🤖 AI Summary
Traditional database query optimization relies solely on explicit schema constraints (e.g., primary and foreign keys), overlooking abundant implicit data dependencies—such as ordering or functional dependencies—that remain undetected and unexploited.
Method: This paper introduces a workload-driven, lightweight dependency discovery technique that enables millisecond-scale automatic identification of such dependencies. It tightly integrates dependency-aware optimization into both the query optimizer and execution engine, supporting SQL rewriting, dependency propagation, and subquery optimization.

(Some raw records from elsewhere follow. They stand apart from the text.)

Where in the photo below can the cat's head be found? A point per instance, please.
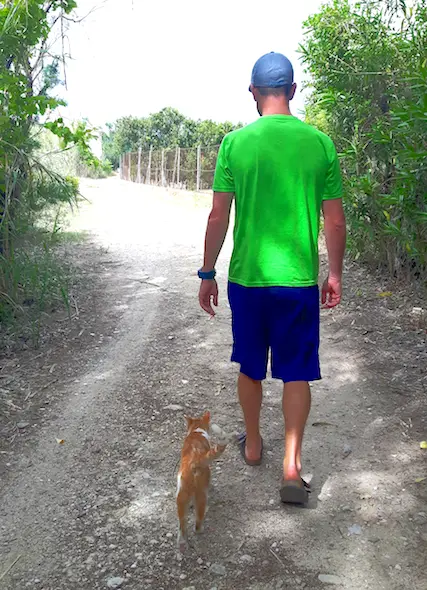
(203, 422)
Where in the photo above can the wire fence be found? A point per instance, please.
(184, 168)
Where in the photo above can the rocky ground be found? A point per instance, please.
(91, 426)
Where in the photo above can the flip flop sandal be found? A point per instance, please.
(294, 491)
(242, 447)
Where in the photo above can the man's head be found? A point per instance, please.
(272, 83)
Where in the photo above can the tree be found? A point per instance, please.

Contribution/Results: The approach transcends conventional schema-only optimization by establishing an end-to-end dependency-aware framework. Evaluated across five mainstream DBMSs using standard benchmarks (e.g., TPC-C), it achieves up to 10% higher throughput versus primary/foreign-key–only optimization, 22% over no-dependency optimization, and overall improvements of 5%–33%. Discovery overhead is fully amortized after a single workload execution.
📝 Abstract
Data dependency-based query optimization techniques can considerably improve database system performance: we apply three such optimization techniques to five database management systems (DBMSs) and observe throughput improvements between 5 % and 33 %. We address two key challenges to achieve these results: (i) efficiently identifying and extracting relevant dependencies from the data, and (ii) making use of the dependencies through SQL rewrites or as transformation rules in the optimizer. First, the schema does not provide all relevant dependencies. We present a workload-driven dependency discovery approach to find additional dependencies within milliseconds. Second, the throughput improvement of a state-of-the-art DBMS is 13 % using only SQL rewrites, but 20 % when we integrate dependency-based optimization into the optimizer and execution engine, e. g., by employing dependency propagation and subquery handling. Using all relevant dependencies, the runtime of four standard benchmarks improves by up to 10 % compared to using only primary and foreign keys, and up to 22 % compared to not using dependencies. The dependency discovery overhead amortizes after a single workload execution.